All posts by Small Tokyo Kitchen

A Japanese Tokyoite loving food, design, culture and writing

Kindergarten bento – Start of the new year (10/Jan/19)

It is our daughter’s first day back at school in Tokyo after our wonderful Christmas/New Year holiday in Europe. We had a magical time, spending time with our family and close & new friends, away from home, making yet another unforgettable memories.

On our way home from the airport yesterday, we stopped at our local supermarket to replenish our empty fridge. It was incredible to see our daughter getting excited at the traditional Japanese ingredients she hadn’t eaten for the past two plus weeks. Despite her flexible palate, she must have craved for the taste from home.

For her first bento for the year, I packed shirasu, baby sardines, over freshly cooked rice, one of the very Japanese ingredients she eagerly requested.

Kindergarten bento – How many ingredients (31/Oct – 8/Nov/18)

In Japan, it is said that we should take 30 different ingredients a day. Let’s see how many I managed to pack in our daughter’s bento in a week.

31/Oct – 10.

Minced chicken, sweet potato, egg, cherry tomato, broccoli, rice, rice sprinkle (mainly seaweed), sesame, apple, mikan mandarin

1/Nov – 11.

Salmon, sesame, rice, rice sprinkle (mainly Shiso leaf), egg, broccoli, cucumber, bonito flake, sweet potato, minced chicken, Nashi pear

Nov 2 – 11.

Pork, cabbage, sesame, miso paste, rice, egg, spinach, cucumber, bonito flake, cherry tomato, apple

Nov 5 – 11.

Pumpkin, egg, broccoli, chicken filet, green beans, sesame, rice, spinach, Shirasu baby sardine, rice, goma-kombu, apple

Nov 6 – 8.

Sword fish, egg, tofu, aonori (powdered seaweed), carrot, broccoli, rice, apple

Nov 8 – 8.

Salmon, egg, sweet potato, cucumber, broccoli, rice, Nashi pear, Persimmon

Average of 9.8 ingredients a day. We usually eat bread & cheese & fruit for breakfast, so this means I’d have to make dinner with around 15 more ingredients. How would that be possible…?

Kindergarten bento – Roots (Fri 12/Oct/18)

Nikudon, pork on rice, is one of the most popular recipes in my blog. It is my mum’s recipe and was passed on to me and my sister before we “married out of the family”. I’m planning to pass it on to my little girl too, once she becomes old enough to be able to handle knives and gas stove.

Incidentally on the same day, my parents came all the way to Tokyo from their home in the countryside, in order to buy their youngest granddaughter a so-called “Randoseru”, a chunky backpack used by the most of elementary school children here in Japan. I don’t know when it started, but it is kind of a modern tradition for grandparents to buy a Randoseru for their grandchildren. Our daughter was no exception, and her eventful visit to the Randoseru shop was carried out with her proud grandparents.

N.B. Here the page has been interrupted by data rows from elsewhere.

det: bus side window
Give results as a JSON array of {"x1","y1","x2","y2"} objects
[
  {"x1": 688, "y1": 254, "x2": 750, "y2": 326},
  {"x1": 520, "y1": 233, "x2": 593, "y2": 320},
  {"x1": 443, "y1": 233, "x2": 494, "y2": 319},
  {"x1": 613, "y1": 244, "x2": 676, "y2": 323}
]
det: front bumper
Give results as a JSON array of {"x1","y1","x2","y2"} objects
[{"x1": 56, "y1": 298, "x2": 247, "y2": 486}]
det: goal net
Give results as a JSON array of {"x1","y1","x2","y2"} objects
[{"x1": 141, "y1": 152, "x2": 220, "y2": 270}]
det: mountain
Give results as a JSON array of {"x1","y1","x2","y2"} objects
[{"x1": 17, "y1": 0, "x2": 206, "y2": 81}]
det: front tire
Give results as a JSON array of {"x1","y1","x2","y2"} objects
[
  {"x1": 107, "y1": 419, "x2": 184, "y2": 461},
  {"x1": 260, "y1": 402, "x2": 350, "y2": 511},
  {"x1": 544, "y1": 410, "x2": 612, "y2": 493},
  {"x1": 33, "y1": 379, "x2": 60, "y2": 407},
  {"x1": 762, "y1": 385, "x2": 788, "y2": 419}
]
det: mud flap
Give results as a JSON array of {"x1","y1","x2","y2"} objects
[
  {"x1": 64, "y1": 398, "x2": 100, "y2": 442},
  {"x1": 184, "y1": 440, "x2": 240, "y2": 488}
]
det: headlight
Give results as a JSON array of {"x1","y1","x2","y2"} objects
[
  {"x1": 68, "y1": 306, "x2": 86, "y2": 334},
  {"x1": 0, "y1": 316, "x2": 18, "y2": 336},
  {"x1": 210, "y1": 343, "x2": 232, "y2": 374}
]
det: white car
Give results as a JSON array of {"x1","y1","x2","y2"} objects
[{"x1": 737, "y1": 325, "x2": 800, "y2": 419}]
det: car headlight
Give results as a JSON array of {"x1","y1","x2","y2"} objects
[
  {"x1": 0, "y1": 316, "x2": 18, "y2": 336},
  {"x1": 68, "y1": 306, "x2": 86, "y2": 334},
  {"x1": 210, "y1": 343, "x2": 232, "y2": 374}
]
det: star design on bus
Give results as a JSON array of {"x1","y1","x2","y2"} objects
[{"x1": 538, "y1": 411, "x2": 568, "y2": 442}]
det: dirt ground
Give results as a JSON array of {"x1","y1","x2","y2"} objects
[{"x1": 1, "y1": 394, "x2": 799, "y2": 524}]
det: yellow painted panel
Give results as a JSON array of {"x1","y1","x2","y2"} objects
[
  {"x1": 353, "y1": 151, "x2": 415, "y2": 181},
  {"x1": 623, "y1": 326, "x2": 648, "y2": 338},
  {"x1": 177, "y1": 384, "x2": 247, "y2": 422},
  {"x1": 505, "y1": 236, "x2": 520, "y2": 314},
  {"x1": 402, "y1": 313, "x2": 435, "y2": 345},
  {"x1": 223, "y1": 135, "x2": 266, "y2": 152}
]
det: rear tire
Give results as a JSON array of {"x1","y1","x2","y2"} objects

Additionally and coincidentally, we found out that the word Randoseru is derived from the Dutch word “ransel” (backpack). My Dutch husband got pleasantly surprised that his roots, hence our daughter’s too, is also part of her exciting milestone happening away home home.

Despite the distances, our daughter is surrounded by the traces of her roots, whether it’s the food we eat, the words we use, or the custom we follow.

Kindergarten bento – Ice pouch (11/Oct/18)

In busy mornings, these ice pouches become super handy. I usually keep several of them in our freezer.

For our daughter’s bento, I usually pack freshly cooked rice, as it is still tasty even after it cools down. Cold rice from the fridge or defrosted rice from the freezer does not taste very well in a bento, unless it’s heated up again to its original condition before packing, which can be a little tiresome. Hence I usually set the rinsed rice in the rice cooker the night before with the timer on, and let it do the job by itself, and get the freshly cooked rice first thing in the morning.

The problem however is heat. The rice needs to cool down before putting the lid on; otherwise it would form a lot of steam, which is not good for food preservation. To combat this, I use these ice pouches, by placing them under the bento box for five minutes or so. It works really well, and I must admit I can’t live without them now.